Archive photos of the original James St underground station show, in BR days at least, the brick roof was white washed and vestiges of that colouring can still be glimpsed. The big cavernous tunnel had to accommodate the smoke and steam of the original steam worked Mersey Railway which opened in 1886.
Now it is the turn of Liverpool Lime Street Low Level to be closed from 21 April through to 21 August, making access to Lime St Mainline that bit more tricky. Whilst a bus service has been put on from Moorfields to connect with Lime Street, streetwise users will no doubt find that the short walk from Central across to Lime Street is easier, providing one doesn't have baggage.
The new footbridge at Whitchurch station (Crewe - Shrewsbury line) seen on 5 May in a picture by David Peacock. at the end of the canopy canopy you can see part of the old bridge sticking out where it has been cut off. The bridge is a like-for-like replacement, and does not included any lifts or ramps, although it has been said that these could be fitted at at a later date if funds become available.
Whitchurch station was more important in the past: it was here that trains from the north to the Cambrian Coast were handed over to the Cambrian Railways company to run direct to Oswestry and on to Welshpool; that line was closed in 1965 and passengers now have to travel via Shrewsbury. There was also a branch, opened the 1870s and closed in 1957, from Whitchurch to Waverton on the Crewe - Chester line.

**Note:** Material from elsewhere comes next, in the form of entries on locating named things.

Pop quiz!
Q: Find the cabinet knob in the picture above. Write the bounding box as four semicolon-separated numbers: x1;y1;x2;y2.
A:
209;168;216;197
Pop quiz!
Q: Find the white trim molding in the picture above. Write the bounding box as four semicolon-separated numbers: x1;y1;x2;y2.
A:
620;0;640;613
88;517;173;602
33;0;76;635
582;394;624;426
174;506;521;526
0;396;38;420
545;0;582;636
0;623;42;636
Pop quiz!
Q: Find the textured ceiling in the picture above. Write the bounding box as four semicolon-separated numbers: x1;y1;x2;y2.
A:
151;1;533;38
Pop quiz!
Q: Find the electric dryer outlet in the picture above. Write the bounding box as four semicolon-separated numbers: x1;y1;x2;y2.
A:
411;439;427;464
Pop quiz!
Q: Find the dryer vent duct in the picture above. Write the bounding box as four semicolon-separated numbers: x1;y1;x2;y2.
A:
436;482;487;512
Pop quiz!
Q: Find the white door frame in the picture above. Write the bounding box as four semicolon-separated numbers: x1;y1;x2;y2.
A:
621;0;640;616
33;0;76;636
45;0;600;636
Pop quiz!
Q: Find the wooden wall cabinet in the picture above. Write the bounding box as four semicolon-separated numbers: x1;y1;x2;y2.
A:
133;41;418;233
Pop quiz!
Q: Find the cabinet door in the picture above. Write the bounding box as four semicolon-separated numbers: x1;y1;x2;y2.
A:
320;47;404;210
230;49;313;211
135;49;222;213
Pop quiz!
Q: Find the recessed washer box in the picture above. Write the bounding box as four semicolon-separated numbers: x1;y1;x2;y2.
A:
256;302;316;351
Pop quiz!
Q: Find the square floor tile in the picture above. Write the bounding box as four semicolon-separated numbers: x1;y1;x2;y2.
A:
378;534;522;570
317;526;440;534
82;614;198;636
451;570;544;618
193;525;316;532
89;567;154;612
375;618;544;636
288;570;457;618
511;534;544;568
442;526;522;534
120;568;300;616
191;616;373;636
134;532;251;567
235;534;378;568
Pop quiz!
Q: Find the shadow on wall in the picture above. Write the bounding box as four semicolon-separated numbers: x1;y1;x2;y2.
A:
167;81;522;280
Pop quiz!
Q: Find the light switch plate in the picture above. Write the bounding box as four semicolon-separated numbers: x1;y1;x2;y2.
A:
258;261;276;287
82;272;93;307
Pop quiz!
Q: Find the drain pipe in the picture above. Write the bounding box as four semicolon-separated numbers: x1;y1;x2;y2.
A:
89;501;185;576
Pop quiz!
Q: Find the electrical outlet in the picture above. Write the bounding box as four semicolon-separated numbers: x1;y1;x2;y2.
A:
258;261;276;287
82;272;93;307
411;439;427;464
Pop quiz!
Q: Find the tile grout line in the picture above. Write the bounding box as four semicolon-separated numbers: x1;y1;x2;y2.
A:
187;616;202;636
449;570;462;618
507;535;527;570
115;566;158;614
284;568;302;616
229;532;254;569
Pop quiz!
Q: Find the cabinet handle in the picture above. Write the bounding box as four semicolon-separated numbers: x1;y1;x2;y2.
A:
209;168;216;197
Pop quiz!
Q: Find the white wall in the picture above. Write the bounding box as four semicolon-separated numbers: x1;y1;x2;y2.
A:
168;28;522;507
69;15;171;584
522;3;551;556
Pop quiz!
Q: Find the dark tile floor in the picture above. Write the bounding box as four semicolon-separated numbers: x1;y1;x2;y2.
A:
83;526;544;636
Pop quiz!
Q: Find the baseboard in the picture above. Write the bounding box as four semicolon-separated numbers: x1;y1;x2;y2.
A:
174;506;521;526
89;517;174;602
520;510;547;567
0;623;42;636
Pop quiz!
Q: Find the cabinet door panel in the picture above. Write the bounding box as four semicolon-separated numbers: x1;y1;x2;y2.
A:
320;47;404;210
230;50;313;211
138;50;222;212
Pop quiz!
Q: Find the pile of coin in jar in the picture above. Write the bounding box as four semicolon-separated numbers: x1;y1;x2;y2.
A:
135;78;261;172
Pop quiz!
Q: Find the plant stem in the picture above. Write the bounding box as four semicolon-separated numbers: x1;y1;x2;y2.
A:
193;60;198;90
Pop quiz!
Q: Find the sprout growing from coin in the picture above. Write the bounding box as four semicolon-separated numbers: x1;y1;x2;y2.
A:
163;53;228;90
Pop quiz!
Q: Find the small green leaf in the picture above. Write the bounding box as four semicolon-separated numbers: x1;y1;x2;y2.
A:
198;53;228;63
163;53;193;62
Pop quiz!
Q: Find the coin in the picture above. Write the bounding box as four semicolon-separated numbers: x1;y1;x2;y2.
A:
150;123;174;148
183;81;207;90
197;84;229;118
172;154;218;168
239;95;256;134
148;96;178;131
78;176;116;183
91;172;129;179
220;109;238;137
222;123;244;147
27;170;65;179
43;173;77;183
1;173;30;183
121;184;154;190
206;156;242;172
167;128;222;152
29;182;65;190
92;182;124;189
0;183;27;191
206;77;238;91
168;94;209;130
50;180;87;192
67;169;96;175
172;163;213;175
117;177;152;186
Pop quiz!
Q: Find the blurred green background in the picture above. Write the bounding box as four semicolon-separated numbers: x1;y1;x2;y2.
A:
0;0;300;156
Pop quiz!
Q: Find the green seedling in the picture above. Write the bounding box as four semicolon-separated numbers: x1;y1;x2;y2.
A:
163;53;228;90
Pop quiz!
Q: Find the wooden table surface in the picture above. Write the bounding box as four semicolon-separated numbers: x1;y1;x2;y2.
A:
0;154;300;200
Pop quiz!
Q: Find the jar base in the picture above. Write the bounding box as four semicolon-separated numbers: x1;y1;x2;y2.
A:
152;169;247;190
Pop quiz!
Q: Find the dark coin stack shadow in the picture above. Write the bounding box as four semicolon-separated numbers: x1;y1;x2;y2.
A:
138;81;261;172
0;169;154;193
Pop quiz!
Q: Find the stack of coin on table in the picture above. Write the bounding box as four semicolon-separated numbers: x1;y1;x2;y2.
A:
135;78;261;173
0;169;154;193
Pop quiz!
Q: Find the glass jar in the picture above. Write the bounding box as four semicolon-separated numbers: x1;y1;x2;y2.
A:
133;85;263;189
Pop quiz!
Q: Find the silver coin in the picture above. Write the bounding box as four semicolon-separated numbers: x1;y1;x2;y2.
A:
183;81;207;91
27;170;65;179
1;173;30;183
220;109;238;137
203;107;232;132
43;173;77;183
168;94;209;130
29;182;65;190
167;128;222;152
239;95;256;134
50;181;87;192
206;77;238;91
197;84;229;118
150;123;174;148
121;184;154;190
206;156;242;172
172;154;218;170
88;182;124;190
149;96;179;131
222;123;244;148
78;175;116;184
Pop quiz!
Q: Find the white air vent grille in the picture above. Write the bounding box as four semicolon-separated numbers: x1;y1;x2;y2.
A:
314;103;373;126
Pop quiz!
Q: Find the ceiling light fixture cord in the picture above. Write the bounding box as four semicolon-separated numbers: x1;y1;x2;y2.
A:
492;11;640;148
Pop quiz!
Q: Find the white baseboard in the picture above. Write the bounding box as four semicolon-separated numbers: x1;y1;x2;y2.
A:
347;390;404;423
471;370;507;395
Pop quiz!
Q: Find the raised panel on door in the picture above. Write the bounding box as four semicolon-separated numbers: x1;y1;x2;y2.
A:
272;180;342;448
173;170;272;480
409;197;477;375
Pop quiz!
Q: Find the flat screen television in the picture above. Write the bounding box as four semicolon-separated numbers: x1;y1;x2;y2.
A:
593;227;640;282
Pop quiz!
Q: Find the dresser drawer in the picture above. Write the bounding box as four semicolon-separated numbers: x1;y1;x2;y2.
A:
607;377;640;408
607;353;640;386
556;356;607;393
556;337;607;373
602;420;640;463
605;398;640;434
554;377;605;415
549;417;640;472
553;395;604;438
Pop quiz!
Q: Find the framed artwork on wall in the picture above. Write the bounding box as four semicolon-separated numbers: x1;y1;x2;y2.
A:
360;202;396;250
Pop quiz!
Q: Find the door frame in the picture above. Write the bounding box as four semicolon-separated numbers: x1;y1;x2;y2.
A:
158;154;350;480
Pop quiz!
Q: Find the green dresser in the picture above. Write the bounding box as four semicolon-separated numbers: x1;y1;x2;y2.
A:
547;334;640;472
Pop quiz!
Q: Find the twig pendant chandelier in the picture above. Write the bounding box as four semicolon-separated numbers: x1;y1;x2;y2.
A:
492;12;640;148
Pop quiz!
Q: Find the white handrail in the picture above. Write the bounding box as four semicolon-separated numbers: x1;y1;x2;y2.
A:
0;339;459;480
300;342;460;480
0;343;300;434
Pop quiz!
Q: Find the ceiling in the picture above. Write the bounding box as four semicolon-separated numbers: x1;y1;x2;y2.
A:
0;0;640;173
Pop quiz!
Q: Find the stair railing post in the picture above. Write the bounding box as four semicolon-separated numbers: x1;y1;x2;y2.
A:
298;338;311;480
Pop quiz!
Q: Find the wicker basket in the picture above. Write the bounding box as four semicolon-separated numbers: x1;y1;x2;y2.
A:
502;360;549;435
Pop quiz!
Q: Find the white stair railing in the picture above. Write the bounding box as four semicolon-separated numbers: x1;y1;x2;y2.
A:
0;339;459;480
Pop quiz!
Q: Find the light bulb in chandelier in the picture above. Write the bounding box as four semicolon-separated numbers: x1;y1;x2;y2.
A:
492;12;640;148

Where trains used to go - pictures by John Hobbs
Former GWR 0-6-0PT 4683 stands at New Brighton, with the 17:56 New Brighton to Wrexham (Central) on Bank Holiday Monday 30 August 1965. It is of course no longer possible to run direct to New Brighton from Bidston where services from the present Wrexham (Central) now terminate. These trains were made steam-hauled and retimed, in the jargon of the Special Traffic Notice of the time. Other services were strengthened DMUs so one 2-car DMU became a 4-car; there was consequently a shortage of stock and these loco hauled non-corridor trains made up for this.
4683 again, this time at the former and original Wrexham (Central) station with the 09:04 New Brighton to Wrexham (Central) on the same date. The original ecclesiastical-style station building - a modified "tin church" - can be seen to the right. The line no longer reacehs this point, as it was shortened in the 1990s to make way for the shopping centre, which incorporates the present Central station.
The former Birmingham (Snow Hill); now reincarnated but no longer accessible for trains from the Chester to Shrewbury line due to wilful destruction at the time of the West Coast Electrification. Here 2-6-2 tank 4178 brings in empty stock while 7827 (formerly Lydham Manor) rests after bringing in the 09:10 Barmouth to Snow Hill. This scene is from 21 August 1965.
"Hall" Class 4-6-0 6956 Mottram Hall stands at Wolverhampton (Low Level), another casualty of the West Coast Electrification scheme, with an unidentified holiday train from the South on 7 August 1965.